Well… it’s an illusion. The Northern world of 12 Years a Slave is the same one we project onto American society today. A combination of selective memory and white guilt have propagated a narrative interpretation of unbridled and ceaseless progress on the front of racial equality, and for many white Americans, 12 Years’ illusion is indistinguishable from their perspective of the real world. There’s no real effort to confront the ugly reality of race relations which are still easily inflamed (as seen in Ferguson).
In this way the film caters to these white sensibilities. 12 Years provides us with a refuge in a racially tolerant fantasy land, to which our rationalization can withdraw. And here’s where the movie’s other most significant thematic failing lies: when Northrup finally returns to his home, the movie ends. He’s once more dressed in finery, he’s aged but otherwise indistinguishable from his former self, innocent of the realities of slavery, and as he joyfully reunites with his family, the message is not implicitly, “Here’s where we start,” the message is, “It’s finally over.”
12 years of slavery are presented as agonizing, painful, and full of suffering, but moving on is as easy as returning home. It’s as if slavery was not, in fact, an event which lead to the extended disenfranchisement of blacks from Jim Crowe to Stop and Frisk. It was horrible, but it was isolated, and all we need to do is hug our families and forget it ever happened.
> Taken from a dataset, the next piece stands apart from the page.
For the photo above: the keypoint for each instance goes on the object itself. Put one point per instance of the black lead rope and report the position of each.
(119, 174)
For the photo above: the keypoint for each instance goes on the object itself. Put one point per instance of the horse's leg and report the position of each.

The narrative espoused by 12 Years a Slave in this manner precisely reflects what most white Americans would like to believe, a narrative that they, in many cases, cling to.
But that narrative is not reality. I don’t have token milestones to point to, unfortunately, all I have are more statistics. Blacks are disproportionately arrested and incarcerated. They are disproportionately shot and killed by police. They are disproportionately exposed to poverty and drugs. They are paid less. They enjoy less political representation and fewer educational opportunities. These are all things that society at large has the power to change, and yet it is reluctant even to address them.
I’m going to assume we all agree not to correlate blackness with inherent inferiority as a result of these statistics, and instead recognize them for what they really are: a mortifying reminder of the long-reaching effects of slavery.
When these statistics become proportionate, when the reality of a racially integrated society mirrors that of the illusion presented of Northern States in 12 Years a Slave, then we can say this chapter is closed. But that is not the reality, and it never will be for as long as we refuse to reconcile with these issues.